Ana Carolina foi pronunciada nos mesmos termos da denúncia, ou seja, homicídio qualificado pelo motivo torpe, meio cruel e emprego de recurso que impossibilitou a defesa da vítima. O MP também imputou à ré o crime de ocultação de cadáver, porque ela jogou o corpo do bebê no duto para confundi-lo com o lixo doméstico das demais unidades do prédio.

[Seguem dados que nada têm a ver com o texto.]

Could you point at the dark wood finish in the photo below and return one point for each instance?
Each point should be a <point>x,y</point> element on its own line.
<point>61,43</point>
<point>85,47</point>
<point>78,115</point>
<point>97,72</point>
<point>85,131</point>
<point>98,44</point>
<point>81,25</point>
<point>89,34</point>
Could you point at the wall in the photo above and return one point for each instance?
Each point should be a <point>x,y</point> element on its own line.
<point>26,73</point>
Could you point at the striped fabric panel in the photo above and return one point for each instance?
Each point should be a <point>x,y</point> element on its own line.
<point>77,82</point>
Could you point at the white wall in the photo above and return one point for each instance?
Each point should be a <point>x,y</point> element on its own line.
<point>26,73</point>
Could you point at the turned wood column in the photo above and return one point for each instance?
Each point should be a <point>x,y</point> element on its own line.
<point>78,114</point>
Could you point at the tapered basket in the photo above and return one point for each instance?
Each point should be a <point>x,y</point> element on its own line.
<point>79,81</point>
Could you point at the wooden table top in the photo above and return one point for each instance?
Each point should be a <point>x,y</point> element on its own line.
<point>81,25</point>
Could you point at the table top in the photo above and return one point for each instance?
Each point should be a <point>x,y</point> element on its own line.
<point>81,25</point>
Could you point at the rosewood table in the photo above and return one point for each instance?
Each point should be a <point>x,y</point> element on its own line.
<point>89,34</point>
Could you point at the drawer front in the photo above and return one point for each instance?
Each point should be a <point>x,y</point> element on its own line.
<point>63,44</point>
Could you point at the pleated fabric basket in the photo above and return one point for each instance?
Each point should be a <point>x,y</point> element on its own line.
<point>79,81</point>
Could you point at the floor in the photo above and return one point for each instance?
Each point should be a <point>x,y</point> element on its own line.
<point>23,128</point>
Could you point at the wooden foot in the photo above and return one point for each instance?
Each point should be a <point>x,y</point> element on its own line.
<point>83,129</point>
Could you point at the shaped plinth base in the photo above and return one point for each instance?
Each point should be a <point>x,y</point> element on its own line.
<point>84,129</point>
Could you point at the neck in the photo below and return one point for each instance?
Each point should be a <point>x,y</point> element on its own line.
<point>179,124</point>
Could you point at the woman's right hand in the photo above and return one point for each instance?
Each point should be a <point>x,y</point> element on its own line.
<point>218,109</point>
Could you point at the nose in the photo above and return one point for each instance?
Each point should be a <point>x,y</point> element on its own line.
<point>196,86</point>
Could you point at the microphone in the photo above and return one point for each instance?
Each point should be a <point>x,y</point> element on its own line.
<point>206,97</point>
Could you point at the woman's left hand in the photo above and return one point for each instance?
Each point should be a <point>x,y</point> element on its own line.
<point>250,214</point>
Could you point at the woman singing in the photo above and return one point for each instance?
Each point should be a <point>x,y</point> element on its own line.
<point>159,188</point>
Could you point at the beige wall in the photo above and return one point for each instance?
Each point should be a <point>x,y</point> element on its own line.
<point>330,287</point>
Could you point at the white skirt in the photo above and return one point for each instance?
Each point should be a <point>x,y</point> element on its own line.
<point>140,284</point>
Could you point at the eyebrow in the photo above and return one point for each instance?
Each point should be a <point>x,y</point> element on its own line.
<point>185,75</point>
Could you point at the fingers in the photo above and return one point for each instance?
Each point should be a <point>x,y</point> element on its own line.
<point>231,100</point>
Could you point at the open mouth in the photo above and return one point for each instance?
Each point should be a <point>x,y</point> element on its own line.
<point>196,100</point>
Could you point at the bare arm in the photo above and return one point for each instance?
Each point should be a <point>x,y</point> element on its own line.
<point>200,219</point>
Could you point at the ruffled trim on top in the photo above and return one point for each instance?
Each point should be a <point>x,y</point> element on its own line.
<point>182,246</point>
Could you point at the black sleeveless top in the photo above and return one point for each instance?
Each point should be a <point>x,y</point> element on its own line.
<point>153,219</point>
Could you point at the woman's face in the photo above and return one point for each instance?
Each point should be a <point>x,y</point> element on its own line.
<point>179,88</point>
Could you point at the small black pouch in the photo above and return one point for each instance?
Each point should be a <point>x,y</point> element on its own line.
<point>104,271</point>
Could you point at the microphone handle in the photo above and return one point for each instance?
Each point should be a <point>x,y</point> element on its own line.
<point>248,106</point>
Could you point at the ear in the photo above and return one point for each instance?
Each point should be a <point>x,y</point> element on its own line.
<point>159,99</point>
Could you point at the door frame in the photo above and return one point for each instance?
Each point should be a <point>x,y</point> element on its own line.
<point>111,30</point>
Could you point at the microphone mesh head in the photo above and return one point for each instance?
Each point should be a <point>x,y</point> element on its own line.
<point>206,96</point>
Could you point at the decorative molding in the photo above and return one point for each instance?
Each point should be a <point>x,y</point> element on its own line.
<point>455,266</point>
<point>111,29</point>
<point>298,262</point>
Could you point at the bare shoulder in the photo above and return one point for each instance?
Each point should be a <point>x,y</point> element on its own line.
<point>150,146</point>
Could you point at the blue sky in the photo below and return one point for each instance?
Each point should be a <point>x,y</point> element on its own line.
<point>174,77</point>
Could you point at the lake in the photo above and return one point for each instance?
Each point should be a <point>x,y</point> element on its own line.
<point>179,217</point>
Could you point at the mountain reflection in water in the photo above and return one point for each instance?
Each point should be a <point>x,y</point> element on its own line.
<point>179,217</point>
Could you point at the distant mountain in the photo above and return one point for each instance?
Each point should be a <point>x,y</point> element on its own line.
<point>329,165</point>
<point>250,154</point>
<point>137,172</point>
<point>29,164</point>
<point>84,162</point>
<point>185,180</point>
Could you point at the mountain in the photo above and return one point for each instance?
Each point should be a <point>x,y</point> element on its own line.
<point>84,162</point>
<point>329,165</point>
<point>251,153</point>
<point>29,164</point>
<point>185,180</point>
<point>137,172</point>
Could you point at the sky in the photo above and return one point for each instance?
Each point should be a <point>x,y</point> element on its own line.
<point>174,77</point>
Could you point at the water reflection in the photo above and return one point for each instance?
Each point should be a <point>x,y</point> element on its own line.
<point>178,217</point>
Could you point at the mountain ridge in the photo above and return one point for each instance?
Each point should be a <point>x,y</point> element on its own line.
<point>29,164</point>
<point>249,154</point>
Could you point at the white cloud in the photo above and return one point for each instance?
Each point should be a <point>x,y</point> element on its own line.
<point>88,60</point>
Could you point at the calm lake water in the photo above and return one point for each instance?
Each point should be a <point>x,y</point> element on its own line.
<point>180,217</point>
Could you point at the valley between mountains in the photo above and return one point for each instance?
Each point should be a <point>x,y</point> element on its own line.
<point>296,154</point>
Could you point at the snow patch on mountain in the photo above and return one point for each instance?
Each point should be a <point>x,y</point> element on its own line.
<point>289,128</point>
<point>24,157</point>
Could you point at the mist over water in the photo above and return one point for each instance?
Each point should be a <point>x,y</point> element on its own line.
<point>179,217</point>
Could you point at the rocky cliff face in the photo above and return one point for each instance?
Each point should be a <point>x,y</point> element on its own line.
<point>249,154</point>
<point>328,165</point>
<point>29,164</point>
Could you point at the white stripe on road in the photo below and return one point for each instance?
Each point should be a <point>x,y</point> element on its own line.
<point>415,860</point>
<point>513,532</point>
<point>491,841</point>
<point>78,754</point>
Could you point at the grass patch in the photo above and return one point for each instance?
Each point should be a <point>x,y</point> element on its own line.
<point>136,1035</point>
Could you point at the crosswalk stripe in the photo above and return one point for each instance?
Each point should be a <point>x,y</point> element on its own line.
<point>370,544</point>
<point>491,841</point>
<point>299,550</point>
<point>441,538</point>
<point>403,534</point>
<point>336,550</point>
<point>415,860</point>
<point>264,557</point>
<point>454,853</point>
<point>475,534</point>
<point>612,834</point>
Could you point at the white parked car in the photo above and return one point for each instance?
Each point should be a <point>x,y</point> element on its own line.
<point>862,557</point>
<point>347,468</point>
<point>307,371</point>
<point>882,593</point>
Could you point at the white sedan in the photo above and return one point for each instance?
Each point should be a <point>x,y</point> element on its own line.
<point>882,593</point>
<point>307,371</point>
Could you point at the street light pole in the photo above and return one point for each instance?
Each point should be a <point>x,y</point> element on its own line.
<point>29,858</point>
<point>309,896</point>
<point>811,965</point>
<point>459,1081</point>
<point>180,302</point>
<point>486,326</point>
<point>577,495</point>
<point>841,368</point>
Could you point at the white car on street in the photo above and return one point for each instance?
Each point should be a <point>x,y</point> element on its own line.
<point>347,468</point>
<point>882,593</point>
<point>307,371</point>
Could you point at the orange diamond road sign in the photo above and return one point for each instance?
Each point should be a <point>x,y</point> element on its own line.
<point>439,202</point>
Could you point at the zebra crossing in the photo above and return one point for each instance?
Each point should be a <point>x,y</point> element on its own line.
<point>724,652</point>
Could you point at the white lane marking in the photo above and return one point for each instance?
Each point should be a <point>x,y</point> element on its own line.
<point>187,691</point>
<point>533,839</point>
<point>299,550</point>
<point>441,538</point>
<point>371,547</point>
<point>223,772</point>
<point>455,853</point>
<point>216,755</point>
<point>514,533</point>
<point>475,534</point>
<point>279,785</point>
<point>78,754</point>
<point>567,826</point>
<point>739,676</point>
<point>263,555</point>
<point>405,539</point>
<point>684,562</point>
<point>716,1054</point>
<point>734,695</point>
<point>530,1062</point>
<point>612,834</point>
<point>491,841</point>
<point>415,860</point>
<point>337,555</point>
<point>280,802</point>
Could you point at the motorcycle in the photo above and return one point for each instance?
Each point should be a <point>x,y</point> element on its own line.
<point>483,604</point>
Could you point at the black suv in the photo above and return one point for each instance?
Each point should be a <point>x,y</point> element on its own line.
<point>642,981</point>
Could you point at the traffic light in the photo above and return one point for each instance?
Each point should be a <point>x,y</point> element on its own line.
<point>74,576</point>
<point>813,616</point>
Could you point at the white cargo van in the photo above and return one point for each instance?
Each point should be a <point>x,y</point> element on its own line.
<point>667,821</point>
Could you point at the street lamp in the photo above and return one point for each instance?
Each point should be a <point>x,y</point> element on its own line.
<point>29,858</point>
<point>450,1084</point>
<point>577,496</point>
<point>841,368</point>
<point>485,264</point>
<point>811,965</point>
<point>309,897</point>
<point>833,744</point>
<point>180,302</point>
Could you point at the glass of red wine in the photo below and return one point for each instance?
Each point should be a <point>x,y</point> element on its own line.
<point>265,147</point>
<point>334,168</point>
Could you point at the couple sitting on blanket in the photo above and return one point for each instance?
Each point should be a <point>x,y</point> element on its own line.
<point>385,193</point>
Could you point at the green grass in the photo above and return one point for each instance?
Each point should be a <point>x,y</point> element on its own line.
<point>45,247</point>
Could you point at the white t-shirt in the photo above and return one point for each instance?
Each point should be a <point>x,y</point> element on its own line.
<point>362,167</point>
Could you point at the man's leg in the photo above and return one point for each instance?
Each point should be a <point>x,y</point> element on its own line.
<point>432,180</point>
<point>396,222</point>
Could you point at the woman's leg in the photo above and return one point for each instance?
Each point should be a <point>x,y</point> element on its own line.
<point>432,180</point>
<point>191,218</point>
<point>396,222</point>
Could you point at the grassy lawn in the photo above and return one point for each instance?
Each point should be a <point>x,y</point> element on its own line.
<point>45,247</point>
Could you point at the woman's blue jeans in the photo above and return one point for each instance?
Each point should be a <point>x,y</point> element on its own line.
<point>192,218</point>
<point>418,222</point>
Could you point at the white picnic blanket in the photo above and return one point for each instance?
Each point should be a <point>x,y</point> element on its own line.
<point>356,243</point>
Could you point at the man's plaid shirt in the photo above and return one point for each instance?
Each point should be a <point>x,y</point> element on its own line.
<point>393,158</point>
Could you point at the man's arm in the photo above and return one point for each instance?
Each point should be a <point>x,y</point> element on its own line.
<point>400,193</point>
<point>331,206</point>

Submetida a exame de sanidade mental, a acusada foi considerada semi-imputável. Segundo os psiquiatras que a examinaram, à época dos fatos, ela era parcialmente capaz de entendimento e determinação. Os peritos também afastaram a hipótese de que ela teria agido sob eventual efeito de estado puerperal, porque não foi diagnosticada depressão pós-parto. Deste modo foi descartado o delito de infanticídio, cuja pena é mais branda que a do homicídio.